Von einem rasenden Auto wurde ein ungewöhnlich aussehendes Paket aus dem Fenster geworfen – und im Inneren…

Der Himmel war bedeckt mit schweren, grauen Wolken, während ein kalter Wind von den Bergen herabfegte und nasse Blätter über die verlassene Landstraße trieb.

John war schon seit mehr als zwei Stunden unterwegs, um nach einem dringenden Anruf von der Arbeit so schnell wie möglich in die Stadt zurückzukehren.

An seiner Seite schlief Barbara, seine treue Deutsche Schäferhündin, zusammengerollt und ruhig auf dem Beifahrersitz.

Je weiter er in den dichten Nebel eintauchte, desto mehr fiel ihm ein langsam fahrendes Auto vor ihm ins Auge.

Etwas an diesem Fahrzeug ließ ihn misstrauisch werden.

Vorsichtig ließ John den Fuß vom Gas und beobachtete, wie die hintere Autotür plötzlich aufsprang – in einem Bruchteil einer Sekunde wurde etwas am Straßenrand herausgeworfen.

Die Tür schlug zu, und das Auto verschwand im Regen.

Sein Herz schlug schneller. „Hast du das gesehen, Barbara?“, flüsterte er.

Die Hündin richtete ihren Blick aufmerksam auf das dunkle Etwas, das am Straßenrand lag.

Es sah aus wie eine Mülltüte – bis sich diese bewegte.

Ohne zu zögern lenkte John das Auto an den Straßenrand, stieg aus und spürte die beißende Kälte sofort auf seiner Haut.

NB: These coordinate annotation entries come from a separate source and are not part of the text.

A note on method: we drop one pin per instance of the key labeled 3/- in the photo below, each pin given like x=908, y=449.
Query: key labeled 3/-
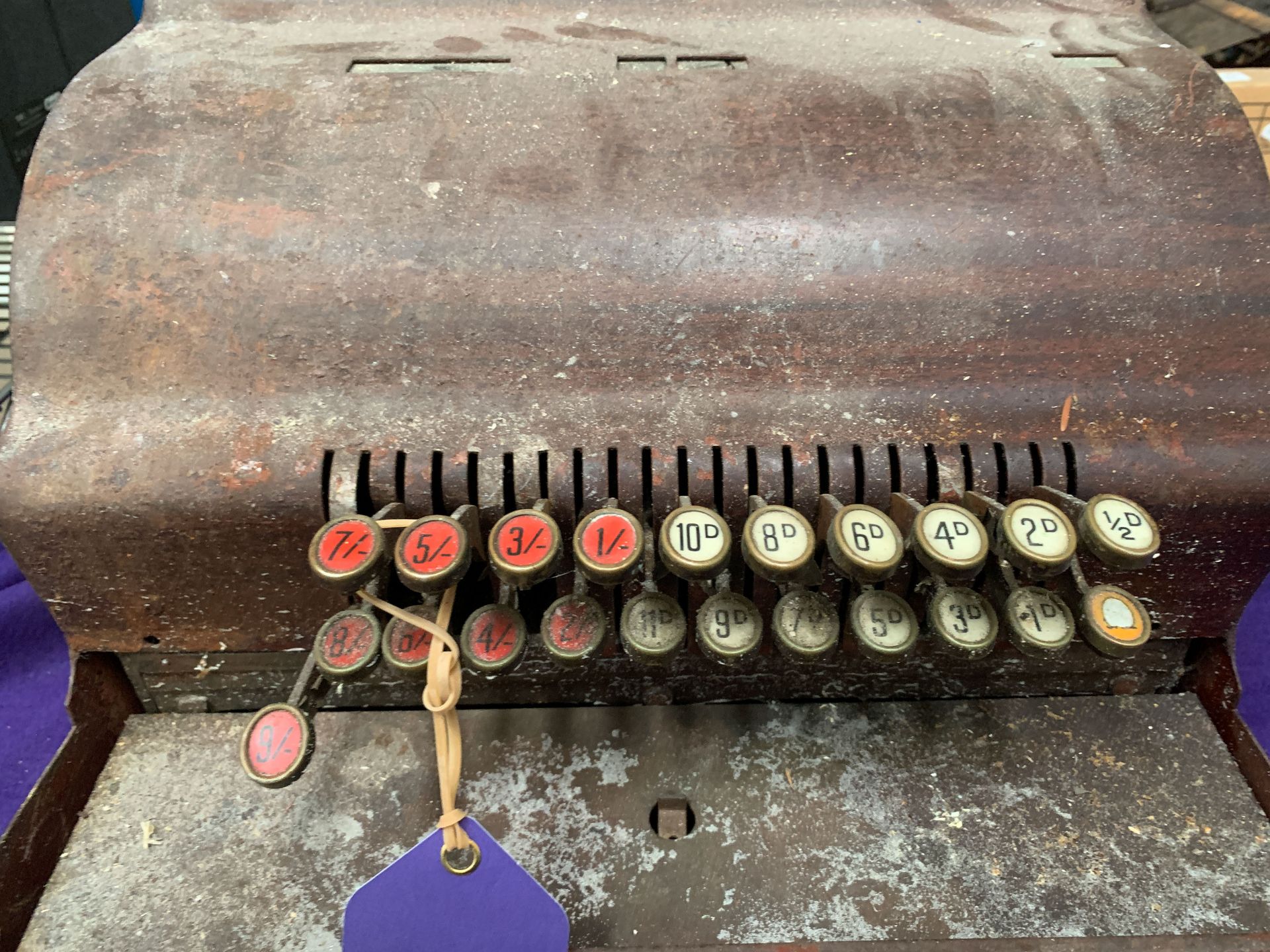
x=525, y=547
x=883, y=623
x=1119, y=532
x=695, y=542
x=963, y=619
x=609, y=546
x=951, y=541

Der Regen drang durch seinen Kragen, als er sich vorsichtig dem Bündel näherte, das in eine schmutzige Decke eingewickelt und mit einer blauen Schnur festgebunden war.

Plötzlich vernahm er ein leises, ängstliches Wimmern.

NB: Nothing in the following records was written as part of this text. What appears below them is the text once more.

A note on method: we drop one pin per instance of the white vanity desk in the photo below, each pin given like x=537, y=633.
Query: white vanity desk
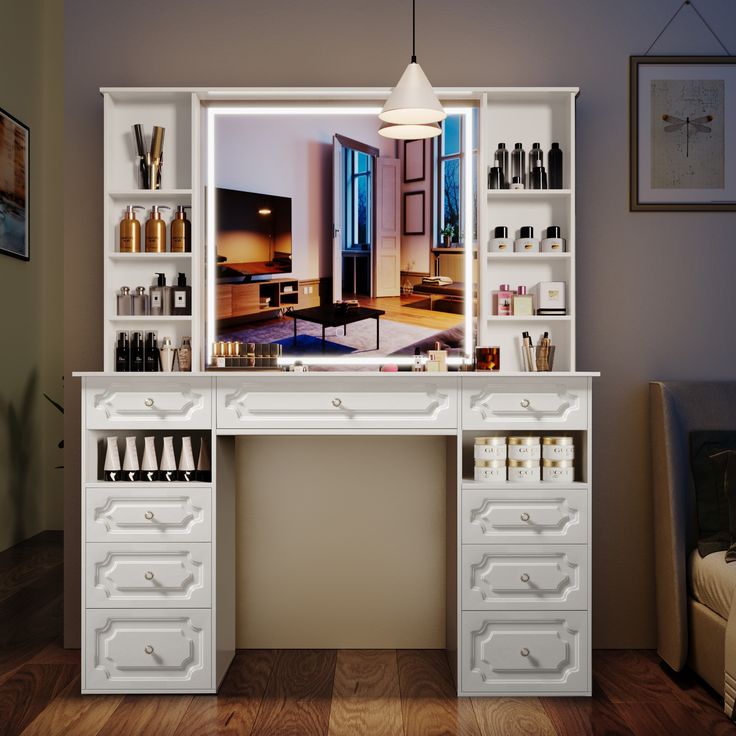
x=158, y=598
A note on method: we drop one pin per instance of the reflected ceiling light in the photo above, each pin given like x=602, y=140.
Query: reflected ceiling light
x=411, y=132
x=412, y=101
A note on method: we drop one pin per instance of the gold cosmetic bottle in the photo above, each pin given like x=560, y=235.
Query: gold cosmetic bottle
x=181, y=231
x=130, y=231
x=156, y=230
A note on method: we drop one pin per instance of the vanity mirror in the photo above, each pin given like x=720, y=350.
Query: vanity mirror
x=308, y=250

Schnell öffnete er die Schnur und entdeckte einen zitternden Jungen, etwa zwei Jahre alt, blass und durchnässt, mit bläulichen Lippen.

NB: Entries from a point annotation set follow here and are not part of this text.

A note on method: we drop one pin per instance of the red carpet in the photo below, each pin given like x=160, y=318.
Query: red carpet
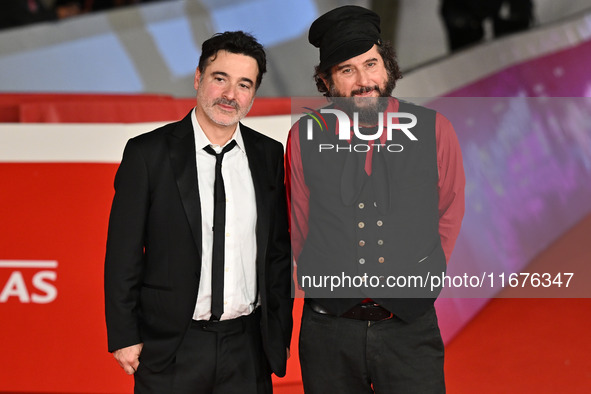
x=518, y=345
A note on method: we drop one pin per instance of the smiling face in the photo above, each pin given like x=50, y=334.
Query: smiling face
x=363, y=80
x=225, y=89
x=363, y=77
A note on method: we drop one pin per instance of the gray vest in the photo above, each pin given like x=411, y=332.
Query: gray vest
x=383, y=227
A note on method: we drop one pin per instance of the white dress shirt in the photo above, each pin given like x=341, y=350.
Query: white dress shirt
x=240, y=284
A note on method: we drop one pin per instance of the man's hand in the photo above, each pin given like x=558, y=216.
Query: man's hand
x=128, y=357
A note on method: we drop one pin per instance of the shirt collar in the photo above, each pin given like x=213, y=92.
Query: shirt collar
x=201, y=140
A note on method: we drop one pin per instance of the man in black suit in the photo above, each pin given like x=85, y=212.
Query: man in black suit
x=196, y=303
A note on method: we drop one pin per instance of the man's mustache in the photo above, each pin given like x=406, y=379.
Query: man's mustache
x=224, y=101
x=365, y=89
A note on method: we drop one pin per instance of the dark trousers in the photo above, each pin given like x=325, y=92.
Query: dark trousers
x=215, y=358
x=340, y=355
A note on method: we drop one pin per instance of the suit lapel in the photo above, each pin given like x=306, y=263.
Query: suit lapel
x=181, y=143
x=256, y=159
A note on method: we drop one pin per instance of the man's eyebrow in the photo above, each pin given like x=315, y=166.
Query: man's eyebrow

John hüllte das Kind behutsam in seine Jacke ein und brachte es zurück ins warme Auto, wo Barbara sanft die Wange des Jungen leckte.

Kurze Zeit später kamen die Rettungskräfte und bestätigten, dass das Kind an schwerer Unterkühlung litt, aber rechtzeitig gerettet wurde.

Bei der Polizei vermutete man, dass es sich um den vermissten Jungen aus einem Pflegeheim handelte.

Am nächsten Morgen erfuhr John, dass der Junge stabil war und das Jugendamt eingeschaltet wurde.

Als er an diesem Abend aus dem Fenster blickte, mit Barbara zu seinen Füßen, fühlte John tief in sich, dass all dies kein Zufall war – er war genau zur richtigen Zeit am richtigen Ort.